= Schlosser's base =

Schlosser's base (or Lochmann-Schlosser base) describes various superbasic mixtures of an alkyllithium compound and a potassium alkoxide. The reagent is named after Manfred Schlosser, although he uses the term LICKOR superbase (LIC denoting the alkyllithium, and KOR denoting the potassium alkoxide). The superbasic nature of the reagent is a consequence of the in situ formation of the corresponding organopotassium compound, as well as changes to the aggregation state of the alkyllithium species.

==Preparation and reactivity==
Commonly, the mixture called Schlosser's base is produced by combining n-butyllithium and potassium tert-butoxide in a one-to-one ratio.

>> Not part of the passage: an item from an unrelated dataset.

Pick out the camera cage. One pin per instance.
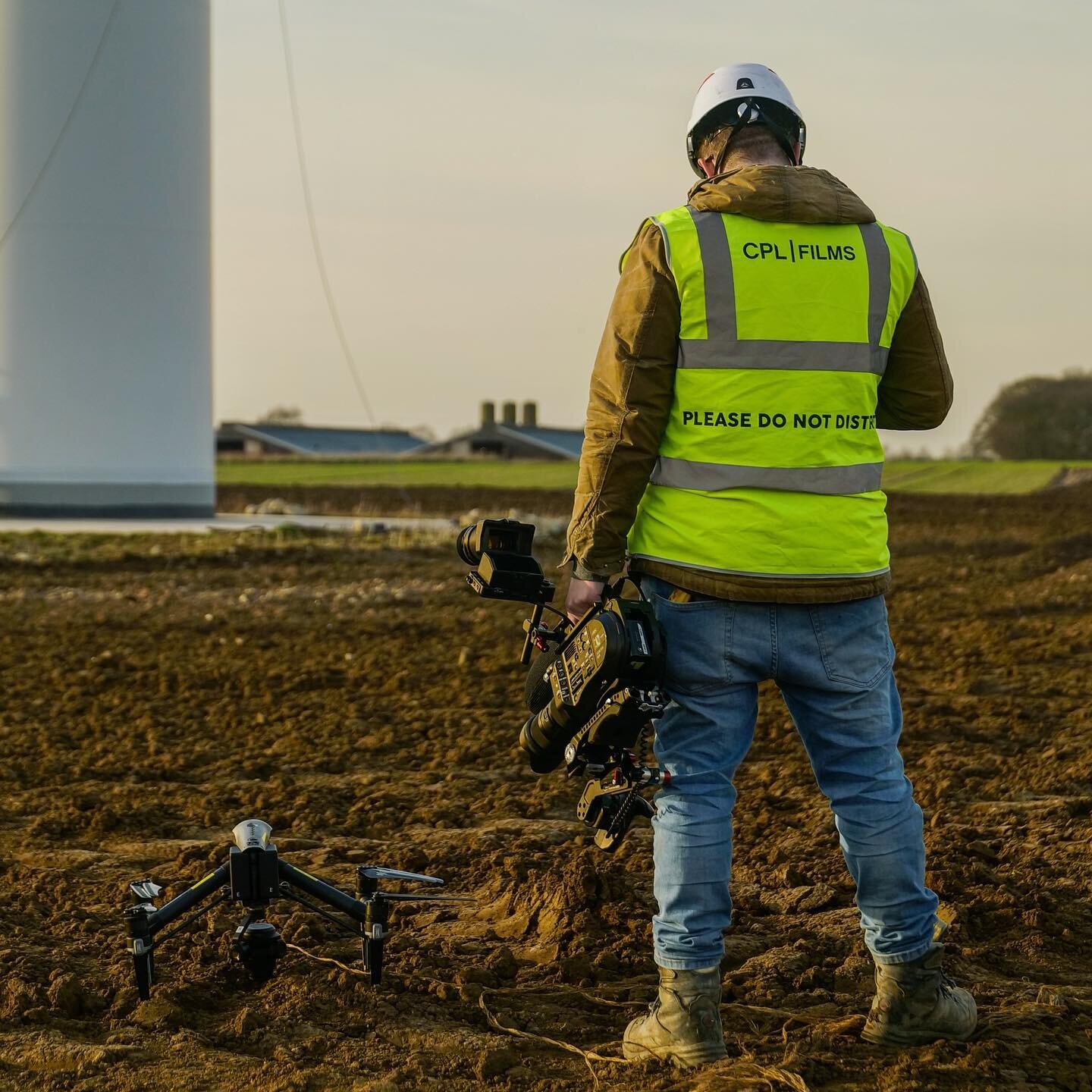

The high reactivity of Schlosser's base is exploited in synthetic organic chemistry for the preparation of organometallic reagents. For example, potassium benzyl can be prepared from toluene using this reagent. Benzene and cis/trans-2-butene are also readily metalated by Schlosser's base. Toluene, benzene, and butenes react only slowly with alkyllithium reagents and not at all with potassium alkoxides, yet they react rapidly with a mixture of the two. Although there are similarities, the reactivities of Schlosser's base and the isolated alkylpotassium reagent are not identical.

==Structure==
The structure of Schlosser's base is complex. A study of the base prepared from neopentyllithium (neo-C_{5}H_{11}Li) and potassium t-butoxide (t-BuOK) has led to the spectroscopic and crystallographic identification of a series of constituent bimetallic clusters: Li_{x}K_{y}(neo-C_{5}H_{11})_{z}(t-BuO)_{w}, x + y = z + w = 7 or 8, in equilibrium with neopentylpotassium (neo-C_{5}H_{11}K) and lithium t-butoxide (t-BuOLi).